Parenting, Random poetry, Relationships Add comments

Hiya! 😉

From randomwordgenerator

I always think of Miss Piggy when I say that greeting!

The idea for the first line of today’s poetic offering came to me when I read ‘assembly’, but (as you will see from my almost illegible notebook page) I tweaked the order of the words I first came up with.  It wasn’t until I got to the second verse of my poem I realised that the rhythm wasn’t working for me, and also figured out what the little scene I was trying to create was all about.  So that’s when the major scribbles happened 😉

I think the person the speaker is describing may be channelling Miss Piggy a bit, too?!


Assembly  Compact   Axis   Tumble   Liability   Flash   Heroin   Attitude   Loyalty 

“Well, life’s instructions for assembly

Are not fixed” She twitters, with a smile;

As she turns and waves to friends, I just wonder

How someone ‘close’ to me could ever be so vile.


She takes that last little look in her compact,

Blows a kiss, sets her eyes straight ahead;

My whole world spinning off of its axis –

But she must focus on herself instead.


I wonder just how far I could tumble

Become a liability, too much;

Whether any flash of decency would seize her

Through my heroin-fuelled depressions (or such).


Her attitude, actually, makes me ponder,

And realise that I can do this ok;

Just because, as a mother, she’s no loyalty

Does not mean that I’ve got to be that way…


So the first verse used to read:


“Well, you know life doesn’t come

With assembly instructions.”

She smiled in that way

That makes my heart sink so far.


Notebook massacre!

But I like the replacement, and I’m glad I fitted it into my 15 minutes, as it better shows the character I was trying to build (and now rhymes, as the rest of the piece seemed to ask to). [What’s with this rhyming sneaking in? How much of my life is, in fact, not my own free will…?]

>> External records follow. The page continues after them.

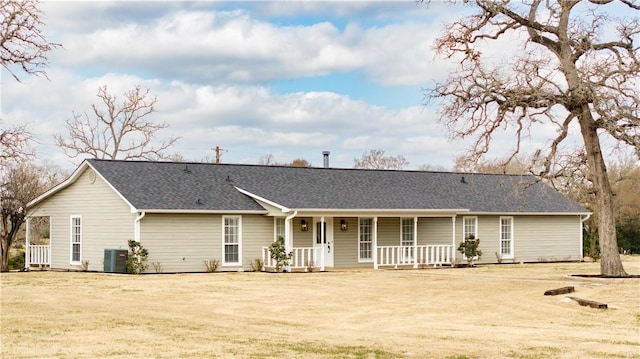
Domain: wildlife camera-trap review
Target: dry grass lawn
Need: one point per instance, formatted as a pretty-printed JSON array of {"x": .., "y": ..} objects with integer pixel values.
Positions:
[{"x": 496, "y": 311}]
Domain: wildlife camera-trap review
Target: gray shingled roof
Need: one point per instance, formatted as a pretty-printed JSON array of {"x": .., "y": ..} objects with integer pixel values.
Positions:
[{"x": 204, "y": 186}]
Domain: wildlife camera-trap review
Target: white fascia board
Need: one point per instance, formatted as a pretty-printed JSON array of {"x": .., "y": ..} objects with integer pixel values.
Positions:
[
  {"x": 380, "y": 212},
  {"x": 262, "y": 199},
  {"x": 72, "y": 179},
  {"x": 62, "y": 185},
  {"x": 529, "y": 213},
  {"x": 131, "y": 207}
]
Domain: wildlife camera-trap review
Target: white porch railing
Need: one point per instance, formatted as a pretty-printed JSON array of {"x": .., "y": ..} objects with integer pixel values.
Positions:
[
  {"x": 425, "y": 255},
  {"x": 302, "y": 258},
  {"x": 39, "y": 254}
]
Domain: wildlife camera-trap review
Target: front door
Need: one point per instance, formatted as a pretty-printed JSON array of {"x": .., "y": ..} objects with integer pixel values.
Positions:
[{"x": 324, "y": 238}]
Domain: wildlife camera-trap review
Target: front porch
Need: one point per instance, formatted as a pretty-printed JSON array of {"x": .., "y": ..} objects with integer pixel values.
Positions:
[{"x": 321, "y": 241}]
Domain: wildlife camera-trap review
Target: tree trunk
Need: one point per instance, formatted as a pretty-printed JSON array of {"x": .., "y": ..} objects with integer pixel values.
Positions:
[
  {"x": 4, "y": 267},
  {"x": 610, "y": 262}
]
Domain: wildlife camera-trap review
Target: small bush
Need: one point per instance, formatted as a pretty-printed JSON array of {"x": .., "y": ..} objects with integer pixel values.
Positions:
[
  {"x": 311, "y": 265},
  {"x": 157, "y": 267},
  {"x": 469, "y": 248},
  {"x": 257, "y": 264},
  {"x": 212, "y": 265},
  {"x": 279, "y": 254}
]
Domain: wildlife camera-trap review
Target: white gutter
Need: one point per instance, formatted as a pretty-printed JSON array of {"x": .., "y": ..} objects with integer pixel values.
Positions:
[{"x": 136, "y": 226}]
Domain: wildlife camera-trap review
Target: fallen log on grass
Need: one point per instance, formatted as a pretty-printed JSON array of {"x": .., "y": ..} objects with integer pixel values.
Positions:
[
  {"x": 563, "y": 290},
  {"x": 589, "y": 303}
]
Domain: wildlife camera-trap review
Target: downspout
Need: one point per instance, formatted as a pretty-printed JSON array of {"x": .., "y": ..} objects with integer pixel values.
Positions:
[
  {"x": 582, "y": 220},
  {"x": 288, "y": 235},
  {"x": 136, "y": 226}
]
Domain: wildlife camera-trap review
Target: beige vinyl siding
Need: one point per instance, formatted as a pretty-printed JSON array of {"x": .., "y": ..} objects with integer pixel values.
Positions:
[
  {"x": 302, "y": 238},
  {"x": 346, "y": 244},
  {"x": 257, "y": 232},
  {"x": 434, "y": 231},
  {"x": 546, "y": 238},
  {"x": 388, "y": 231},
  {"x": 107, "y": 221},
  {"x": 182, "y": 242}
]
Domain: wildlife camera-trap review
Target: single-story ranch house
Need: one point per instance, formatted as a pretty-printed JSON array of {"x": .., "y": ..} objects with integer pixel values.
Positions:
[{"x": 189, "y": 213}]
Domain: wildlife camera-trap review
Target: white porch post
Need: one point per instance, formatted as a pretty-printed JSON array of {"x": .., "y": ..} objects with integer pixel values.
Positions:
[
  {"x": 415, "y": 242},
  {"x": 375, "y": 242},
  {"x": 453, "y": 239},
  {"x": 322, "y": 243},
  {"x": 288, "y": 235},
  {"x": 27, "y": 245}
]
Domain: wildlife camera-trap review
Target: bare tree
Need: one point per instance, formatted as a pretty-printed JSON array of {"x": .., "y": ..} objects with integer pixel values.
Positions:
[
  {"x": 375, "y": 159},
  {"x": 118, "y": 131},
  {"x": 22, "y": 182},
  {"x": 568, "y": 72},
  {"x": 15, "y": 143},
  {"x": 22, "y": 43}
]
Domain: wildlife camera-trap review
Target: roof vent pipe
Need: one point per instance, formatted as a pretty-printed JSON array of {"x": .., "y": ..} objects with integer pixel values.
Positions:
[{"x": 325, "y": 158}]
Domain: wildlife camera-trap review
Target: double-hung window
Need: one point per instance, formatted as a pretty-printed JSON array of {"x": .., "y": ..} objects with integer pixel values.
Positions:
[
  {"x": 232, "y": 240},
  {"x": 470, "y": 227},
  {"x": 279, "y": 227},
  {"x": 76, "y": 239},
  {"x": 506, "y": 237},
  {"x": 365, "y": 243}
]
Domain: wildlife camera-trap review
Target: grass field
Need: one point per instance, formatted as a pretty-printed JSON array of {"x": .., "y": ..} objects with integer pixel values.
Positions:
[{"x": 495, "y": 311}]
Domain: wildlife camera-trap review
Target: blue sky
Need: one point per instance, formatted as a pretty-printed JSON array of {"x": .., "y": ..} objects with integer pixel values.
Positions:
[{"x": 290, "y": 79}]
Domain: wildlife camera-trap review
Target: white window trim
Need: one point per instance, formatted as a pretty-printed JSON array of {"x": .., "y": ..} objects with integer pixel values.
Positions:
[
  {"x": 239, "y": 262},
  {"x": 464, "y": 227},
  {"x": 275, "y": 227},
  {"x": 500, "y": 238},
  {"x": 413, "y": 224},
  {"x": 71, "y": 261},
  {"x": 371, "y": 224}
]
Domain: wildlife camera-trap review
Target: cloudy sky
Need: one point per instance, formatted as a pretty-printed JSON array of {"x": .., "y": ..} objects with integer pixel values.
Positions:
[{"x": 291, "y": 79}]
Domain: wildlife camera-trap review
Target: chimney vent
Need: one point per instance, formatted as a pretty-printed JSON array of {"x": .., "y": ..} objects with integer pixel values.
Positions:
[{"x": 325, "y": 158}]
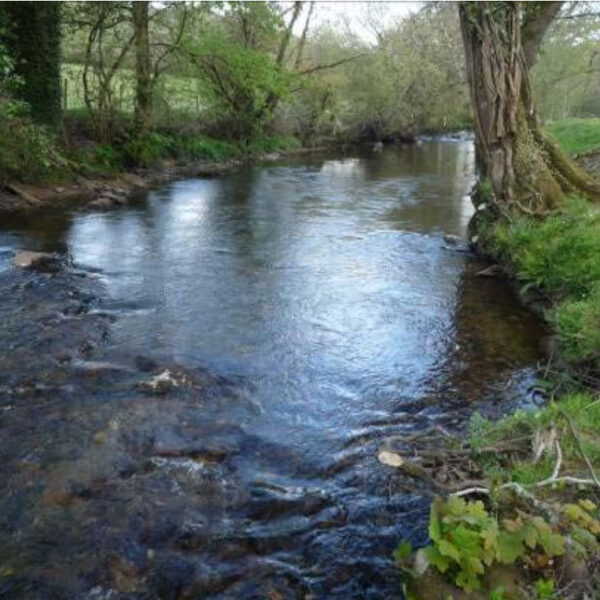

The last line of the second verse jars with me.  I think if it was ‘her precious self’ in place of ‘herself’ it would scan properly? 

When I stopped faffing with the first two verses, I glanced at the timer and realised that I had just over 5 minutes left in which to try and fit 6 words into the “story” I had begun; and that I wasn’t entirely sure what rhyming metre I was using…bit scary, no?  I wrote the next two verses in about 4 minutes because I had time to circle the six words and correct the last line before the beeper went off 😛

Reading this over, it is still a relationship, there are still lots of questions and there should be an interesting backstory to conjure up…but it doesn’t appear to involve a man (though I suppose you could read it as a male speaker, and take a different conclusion from the last line than I had in mind at the time of writing)

Which nuance of ‘assembly’ and ‘compact’ would you have written about?  What would your “scene” have involved?